Gas Spheres
For a gaseous body like the sun, hydrostatic equilibrium occurs when gravity matches the internal pressure of the gasses making up the body. A body is in hydrostatic equilibrium when, on average, it is neither expanding nor contracting -- for example, a solar flare may push material out from the sun, but in general its shape and size remain constant.
Gravity
Gravity is a property of mass. Within a body, the gravitational force at a given point is related to the amount of mass closer to the body's center than the given point. That is, mass farther from the center does not add to the gravitational force at that point. Mathematically, gravitational acceleration is expressed -G * M(r) / r^2, with "r" being the radius, or distance from the body's center, "M(r)" representing the amount of mass within that radius, and "G" as Newton's gravitational constant.
Pressure
To calculate pressure, you need to make an assumption about the behavior of the material composing the planet. The simplest assumption is the body is composed of incompressible fluid; that is, the density, ρ, does not change throughout. A more complex assumption, though, would be the body is composed of material following the ideal gas law, where density is a function of pressure and temperature.
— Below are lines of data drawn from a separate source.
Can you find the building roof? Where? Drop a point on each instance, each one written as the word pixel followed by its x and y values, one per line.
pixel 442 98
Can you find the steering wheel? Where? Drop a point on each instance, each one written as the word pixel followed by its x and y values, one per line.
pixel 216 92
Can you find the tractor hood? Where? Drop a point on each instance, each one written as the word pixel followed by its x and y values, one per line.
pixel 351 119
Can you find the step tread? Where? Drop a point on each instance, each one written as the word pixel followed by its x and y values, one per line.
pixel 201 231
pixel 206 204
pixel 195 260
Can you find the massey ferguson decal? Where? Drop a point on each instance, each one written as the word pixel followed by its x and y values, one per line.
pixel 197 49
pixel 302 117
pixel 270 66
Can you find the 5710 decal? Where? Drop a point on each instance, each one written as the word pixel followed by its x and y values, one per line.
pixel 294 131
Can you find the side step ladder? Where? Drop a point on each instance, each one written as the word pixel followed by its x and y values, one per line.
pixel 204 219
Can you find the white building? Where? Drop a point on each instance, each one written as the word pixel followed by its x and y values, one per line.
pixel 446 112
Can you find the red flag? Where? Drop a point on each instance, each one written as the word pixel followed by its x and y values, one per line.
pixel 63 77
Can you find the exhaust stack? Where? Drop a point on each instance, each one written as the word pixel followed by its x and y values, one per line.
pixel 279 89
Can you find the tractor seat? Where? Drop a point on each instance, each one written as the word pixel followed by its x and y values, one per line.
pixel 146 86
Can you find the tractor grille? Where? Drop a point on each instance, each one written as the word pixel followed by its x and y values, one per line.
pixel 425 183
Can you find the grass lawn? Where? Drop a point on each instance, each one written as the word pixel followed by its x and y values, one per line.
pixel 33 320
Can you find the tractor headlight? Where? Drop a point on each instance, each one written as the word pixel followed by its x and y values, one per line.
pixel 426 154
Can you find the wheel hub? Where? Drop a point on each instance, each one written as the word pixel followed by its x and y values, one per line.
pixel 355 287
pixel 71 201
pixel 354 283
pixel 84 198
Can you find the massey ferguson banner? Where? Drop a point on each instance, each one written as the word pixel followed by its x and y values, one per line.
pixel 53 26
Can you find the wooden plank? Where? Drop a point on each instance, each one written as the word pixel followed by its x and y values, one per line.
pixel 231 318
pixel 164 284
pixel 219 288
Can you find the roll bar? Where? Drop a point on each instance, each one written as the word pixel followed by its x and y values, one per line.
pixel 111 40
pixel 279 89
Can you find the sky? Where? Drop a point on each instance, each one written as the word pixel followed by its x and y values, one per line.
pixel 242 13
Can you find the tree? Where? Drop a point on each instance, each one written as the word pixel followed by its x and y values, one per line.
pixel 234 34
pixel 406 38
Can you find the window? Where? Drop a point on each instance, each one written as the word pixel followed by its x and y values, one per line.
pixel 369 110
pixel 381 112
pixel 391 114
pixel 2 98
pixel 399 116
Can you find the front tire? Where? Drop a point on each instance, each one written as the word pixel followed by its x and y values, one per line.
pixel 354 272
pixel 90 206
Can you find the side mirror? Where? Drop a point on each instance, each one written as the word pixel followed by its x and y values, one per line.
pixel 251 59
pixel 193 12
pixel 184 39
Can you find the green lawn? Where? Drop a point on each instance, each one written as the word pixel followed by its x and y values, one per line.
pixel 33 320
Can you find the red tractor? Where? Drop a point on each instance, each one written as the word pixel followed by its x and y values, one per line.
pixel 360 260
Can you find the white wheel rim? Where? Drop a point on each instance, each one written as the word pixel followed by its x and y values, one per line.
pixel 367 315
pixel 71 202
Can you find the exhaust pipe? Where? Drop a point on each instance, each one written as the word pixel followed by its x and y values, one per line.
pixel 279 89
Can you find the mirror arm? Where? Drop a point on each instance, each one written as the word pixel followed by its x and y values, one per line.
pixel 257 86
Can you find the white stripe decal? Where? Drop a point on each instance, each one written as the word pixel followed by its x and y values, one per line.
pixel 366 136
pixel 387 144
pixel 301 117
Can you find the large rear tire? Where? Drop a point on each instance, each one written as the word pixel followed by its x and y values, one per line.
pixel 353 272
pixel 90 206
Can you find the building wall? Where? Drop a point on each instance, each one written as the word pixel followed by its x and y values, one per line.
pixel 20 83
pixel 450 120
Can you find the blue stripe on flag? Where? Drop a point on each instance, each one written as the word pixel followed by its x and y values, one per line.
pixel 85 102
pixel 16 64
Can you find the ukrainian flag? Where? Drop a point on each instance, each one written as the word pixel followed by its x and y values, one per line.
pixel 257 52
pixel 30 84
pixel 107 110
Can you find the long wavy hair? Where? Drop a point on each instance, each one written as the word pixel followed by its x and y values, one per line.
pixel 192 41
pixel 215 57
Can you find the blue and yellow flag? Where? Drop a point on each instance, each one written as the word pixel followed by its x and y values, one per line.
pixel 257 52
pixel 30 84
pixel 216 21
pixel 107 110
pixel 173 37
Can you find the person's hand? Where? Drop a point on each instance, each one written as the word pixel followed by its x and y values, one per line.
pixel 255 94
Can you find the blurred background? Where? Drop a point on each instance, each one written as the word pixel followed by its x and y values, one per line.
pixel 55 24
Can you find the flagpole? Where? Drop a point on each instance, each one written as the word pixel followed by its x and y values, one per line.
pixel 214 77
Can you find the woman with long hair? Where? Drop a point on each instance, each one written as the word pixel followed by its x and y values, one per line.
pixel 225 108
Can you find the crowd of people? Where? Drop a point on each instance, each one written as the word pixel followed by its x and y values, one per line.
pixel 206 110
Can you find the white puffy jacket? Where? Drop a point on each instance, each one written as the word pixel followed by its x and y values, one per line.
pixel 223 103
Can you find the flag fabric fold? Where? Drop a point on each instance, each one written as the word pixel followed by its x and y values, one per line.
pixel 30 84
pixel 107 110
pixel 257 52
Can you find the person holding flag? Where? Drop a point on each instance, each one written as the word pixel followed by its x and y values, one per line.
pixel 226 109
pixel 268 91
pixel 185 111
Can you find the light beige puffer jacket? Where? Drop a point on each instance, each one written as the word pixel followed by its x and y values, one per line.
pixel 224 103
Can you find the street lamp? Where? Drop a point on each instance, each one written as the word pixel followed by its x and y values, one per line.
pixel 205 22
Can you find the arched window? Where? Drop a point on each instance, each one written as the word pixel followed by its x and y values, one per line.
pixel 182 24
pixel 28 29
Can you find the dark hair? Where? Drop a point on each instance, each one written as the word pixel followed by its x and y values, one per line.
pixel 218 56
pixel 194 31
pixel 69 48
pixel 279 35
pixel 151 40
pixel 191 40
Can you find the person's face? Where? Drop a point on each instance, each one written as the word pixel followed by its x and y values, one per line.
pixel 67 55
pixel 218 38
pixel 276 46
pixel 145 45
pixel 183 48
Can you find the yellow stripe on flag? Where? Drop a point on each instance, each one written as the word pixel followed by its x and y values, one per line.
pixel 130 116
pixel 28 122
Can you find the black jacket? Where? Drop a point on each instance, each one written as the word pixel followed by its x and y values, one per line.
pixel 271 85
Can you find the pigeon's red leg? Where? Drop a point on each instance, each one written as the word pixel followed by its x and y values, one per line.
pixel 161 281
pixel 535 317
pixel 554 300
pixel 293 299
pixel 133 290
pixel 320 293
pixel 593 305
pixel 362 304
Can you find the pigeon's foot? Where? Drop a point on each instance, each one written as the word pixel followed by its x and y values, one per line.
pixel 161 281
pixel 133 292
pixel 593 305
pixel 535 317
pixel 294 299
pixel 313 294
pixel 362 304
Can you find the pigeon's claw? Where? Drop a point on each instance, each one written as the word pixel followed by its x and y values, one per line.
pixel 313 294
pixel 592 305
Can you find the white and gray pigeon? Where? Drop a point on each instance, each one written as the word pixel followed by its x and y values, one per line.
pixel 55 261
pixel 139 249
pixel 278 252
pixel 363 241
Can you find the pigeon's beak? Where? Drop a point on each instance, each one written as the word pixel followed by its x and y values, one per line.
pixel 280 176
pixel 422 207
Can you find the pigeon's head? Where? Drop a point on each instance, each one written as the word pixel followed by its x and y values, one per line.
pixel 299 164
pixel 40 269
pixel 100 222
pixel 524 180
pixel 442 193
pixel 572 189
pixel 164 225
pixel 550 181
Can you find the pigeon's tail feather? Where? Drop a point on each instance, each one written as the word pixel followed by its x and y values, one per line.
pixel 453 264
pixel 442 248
The Equation of Hydrostatic Equilibrium
The differential equation for hydrostatic equilibrium says an infinitesimal pressure difference is related to an infinitesimal change in radius. The equation relating the two is: dPressure = - [G * M (r) * ρ (r)/ r^2 ] dr.
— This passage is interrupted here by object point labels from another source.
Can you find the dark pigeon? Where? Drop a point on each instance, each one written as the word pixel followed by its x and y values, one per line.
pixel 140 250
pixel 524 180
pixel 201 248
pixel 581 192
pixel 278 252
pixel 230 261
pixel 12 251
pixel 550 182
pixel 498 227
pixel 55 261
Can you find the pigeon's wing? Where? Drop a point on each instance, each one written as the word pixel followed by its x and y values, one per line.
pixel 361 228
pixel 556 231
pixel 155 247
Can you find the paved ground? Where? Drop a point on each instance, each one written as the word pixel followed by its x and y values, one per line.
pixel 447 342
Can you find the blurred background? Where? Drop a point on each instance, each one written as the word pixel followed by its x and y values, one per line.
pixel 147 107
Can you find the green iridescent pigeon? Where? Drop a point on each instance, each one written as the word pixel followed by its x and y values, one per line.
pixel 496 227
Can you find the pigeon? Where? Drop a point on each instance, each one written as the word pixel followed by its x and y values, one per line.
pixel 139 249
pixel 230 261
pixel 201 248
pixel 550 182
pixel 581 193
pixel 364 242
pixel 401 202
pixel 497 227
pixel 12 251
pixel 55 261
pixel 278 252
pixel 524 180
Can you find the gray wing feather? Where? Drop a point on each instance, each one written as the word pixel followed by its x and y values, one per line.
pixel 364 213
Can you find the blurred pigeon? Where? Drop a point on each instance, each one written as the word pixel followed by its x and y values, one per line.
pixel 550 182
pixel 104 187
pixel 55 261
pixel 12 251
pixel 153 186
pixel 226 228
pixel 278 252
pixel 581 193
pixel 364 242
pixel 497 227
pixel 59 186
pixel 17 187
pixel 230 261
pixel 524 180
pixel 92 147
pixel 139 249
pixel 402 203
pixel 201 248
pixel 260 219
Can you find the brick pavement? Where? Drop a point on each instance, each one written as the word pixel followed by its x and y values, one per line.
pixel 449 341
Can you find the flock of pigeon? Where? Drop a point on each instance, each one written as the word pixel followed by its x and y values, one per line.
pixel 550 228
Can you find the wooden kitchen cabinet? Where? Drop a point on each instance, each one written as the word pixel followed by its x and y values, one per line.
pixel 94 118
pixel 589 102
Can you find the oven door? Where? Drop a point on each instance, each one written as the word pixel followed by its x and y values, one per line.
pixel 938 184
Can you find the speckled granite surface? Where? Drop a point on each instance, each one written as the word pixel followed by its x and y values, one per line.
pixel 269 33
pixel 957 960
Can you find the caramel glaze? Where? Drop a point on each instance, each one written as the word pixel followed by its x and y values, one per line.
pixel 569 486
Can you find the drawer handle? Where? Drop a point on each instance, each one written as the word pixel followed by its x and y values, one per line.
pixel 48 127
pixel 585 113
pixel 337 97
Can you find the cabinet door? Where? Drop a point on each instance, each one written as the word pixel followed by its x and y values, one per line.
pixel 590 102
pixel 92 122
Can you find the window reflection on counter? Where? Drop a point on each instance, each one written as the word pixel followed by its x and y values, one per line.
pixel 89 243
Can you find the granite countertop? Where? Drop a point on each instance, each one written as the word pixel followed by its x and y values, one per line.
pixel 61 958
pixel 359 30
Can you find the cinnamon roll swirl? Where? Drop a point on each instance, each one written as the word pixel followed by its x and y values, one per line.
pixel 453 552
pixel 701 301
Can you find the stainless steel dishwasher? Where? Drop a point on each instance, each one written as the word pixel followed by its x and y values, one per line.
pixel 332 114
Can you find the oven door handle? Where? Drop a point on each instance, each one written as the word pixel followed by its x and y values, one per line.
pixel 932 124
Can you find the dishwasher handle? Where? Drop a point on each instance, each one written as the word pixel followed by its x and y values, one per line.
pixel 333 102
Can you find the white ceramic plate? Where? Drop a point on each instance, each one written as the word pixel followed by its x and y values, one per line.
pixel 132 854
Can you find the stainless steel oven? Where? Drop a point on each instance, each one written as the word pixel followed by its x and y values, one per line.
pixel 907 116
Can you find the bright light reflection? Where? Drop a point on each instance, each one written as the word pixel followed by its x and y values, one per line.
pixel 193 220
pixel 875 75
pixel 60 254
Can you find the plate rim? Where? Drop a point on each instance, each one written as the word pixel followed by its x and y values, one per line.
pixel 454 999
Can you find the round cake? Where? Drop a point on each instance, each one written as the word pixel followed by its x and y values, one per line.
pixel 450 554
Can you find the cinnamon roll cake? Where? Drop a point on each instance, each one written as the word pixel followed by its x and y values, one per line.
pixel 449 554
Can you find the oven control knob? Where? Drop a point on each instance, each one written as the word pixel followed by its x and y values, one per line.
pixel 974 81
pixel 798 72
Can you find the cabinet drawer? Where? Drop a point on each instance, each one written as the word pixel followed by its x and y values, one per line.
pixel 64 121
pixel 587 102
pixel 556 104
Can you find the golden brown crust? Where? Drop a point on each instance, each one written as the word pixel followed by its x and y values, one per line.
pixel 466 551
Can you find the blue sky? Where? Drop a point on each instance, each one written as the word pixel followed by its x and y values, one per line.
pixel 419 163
If you assume the body has a constant, uniform density, ρ, then the mass of a sphere of radius r will be (4 / 3) * pi * ρ * r^3. The gravitational acceleration will be - (4 / 3) * G * pi * ρ * r, and the differential equation relating pressure and radius becomes: dPressure = -[(4/3)*G*ρ^2*r] dr.
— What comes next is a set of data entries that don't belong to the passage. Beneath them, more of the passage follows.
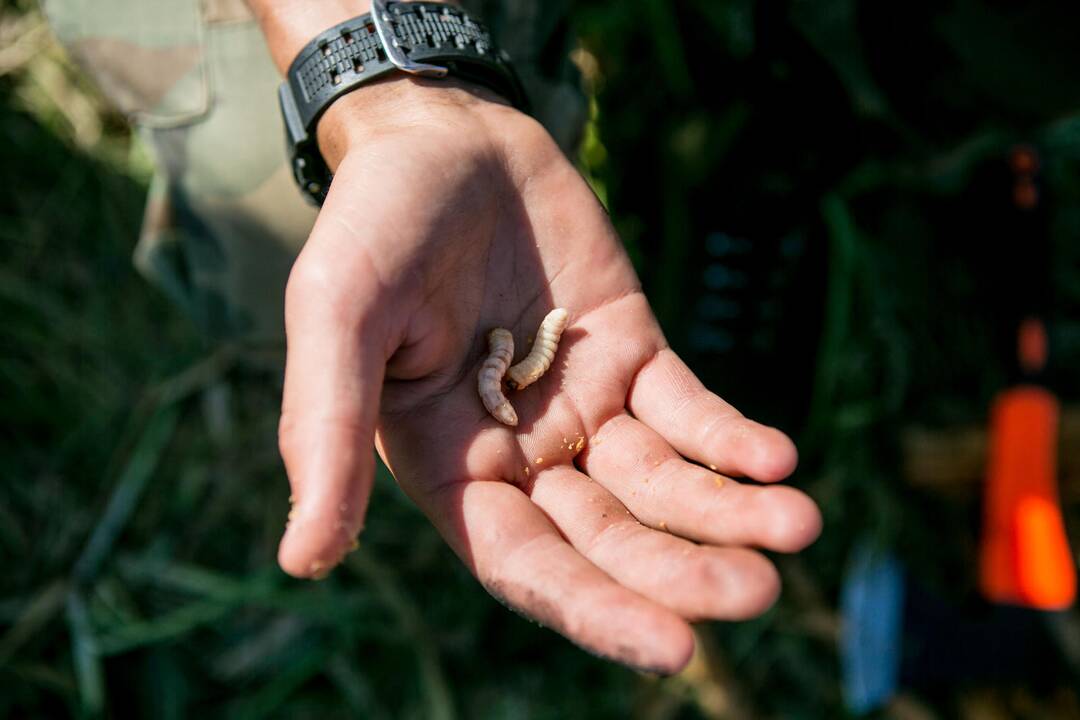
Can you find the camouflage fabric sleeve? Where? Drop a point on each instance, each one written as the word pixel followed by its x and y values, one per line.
pixel 224 219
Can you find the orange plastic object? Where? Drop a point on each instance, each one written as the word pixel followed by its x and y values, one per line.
pixel 1025 557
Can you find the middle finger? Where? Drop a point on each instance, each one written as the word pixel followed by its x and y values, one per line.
pixel 665 491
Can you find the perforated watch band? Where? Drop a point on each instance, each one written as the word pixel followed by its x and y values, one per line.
pixel 420 38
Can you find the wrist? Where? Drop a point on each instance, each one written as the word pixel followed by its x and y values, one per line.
pixel 392 104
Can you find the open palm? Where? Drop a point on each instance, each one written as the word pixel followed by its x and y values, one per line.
pixel 607 513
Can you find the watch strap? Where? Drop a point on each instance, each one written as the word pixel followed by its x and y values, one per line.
pixel 421 38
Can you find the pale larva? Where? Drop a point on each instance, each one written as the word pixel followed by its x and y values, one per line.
pixel 501 354
pixel 543 351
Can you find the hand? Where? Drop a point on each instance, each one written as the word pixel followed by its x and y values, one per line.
pixel 598 515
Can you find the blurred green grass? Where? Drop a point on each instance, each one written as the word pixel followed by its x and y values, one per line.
pixel 143 493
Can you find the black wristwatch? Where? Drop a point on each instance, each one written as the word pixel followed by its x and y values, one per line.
pixel 428 39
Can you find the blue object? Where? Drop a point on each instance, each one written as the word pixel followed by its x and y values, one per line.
pixel 872 605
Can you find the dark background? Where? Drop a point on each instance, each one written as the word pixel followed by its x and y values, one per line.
pixel 818 198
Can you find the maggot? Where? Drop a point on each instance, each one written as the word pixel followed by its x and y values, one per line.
pixel 542 353
pixel 500 355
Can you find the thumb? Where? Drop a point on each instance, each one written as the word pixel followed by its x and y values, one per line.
pixel 334 370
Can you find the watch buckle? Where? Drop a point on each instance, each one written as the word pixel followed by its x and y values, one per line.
pixel 383 26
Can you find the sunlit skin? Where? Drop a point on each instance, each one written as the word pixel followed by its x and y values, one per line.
pixel 451 214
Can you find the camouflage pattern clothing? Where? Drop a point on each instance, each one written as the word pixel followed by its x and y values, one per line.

The Appearance of the Solution
The solution to the equation of hydrostatic equilibrium for a body with constant density is a sphere with maximum pressure at its center but falling to zero at the surface along a parabolic trajectory. Mathematically, the pressure at a radius r is Pressure(r) = Pressure(center) *(1 - (r/R)^2), with "R" is the overall radius of the body. The form of the solution will change if different assumptions are made about the material, but they will all share one key characteristic: the pressure is only a function of r, the distance from the center of the body.
Shapes
In a body at hydrostatic equilibrium, the forces acting on the material will only depend upon the radius, as described in the previous section. Because of this, an ideal body at hydrostatic equilibrium will be a perfect sphere. If any section is moved out of balance, the forces push it right back into balance. And because the forces are in balance at the radius r, the balance point is in a spherical shape.
Planets and Hydrostatic Equilibrium
In 2006, the International Astronomical Union adopted a definition for "planet" including the condition that the body must assume a "hydrostatic equilibrium (nearly round) shape." The intention of this definition is to separate bodies with gravitational forces not strong enough to overcome the structural forces creating its features. That is, a rough, jagged object would not qualify. The problem is the IAU didn't define how round is round. So there's really no way to calculate whether a rocky planet like the Earth is in hydrostatic equilibrium. Astronomers just look at bodies in the solar system and decide if they're "round enough."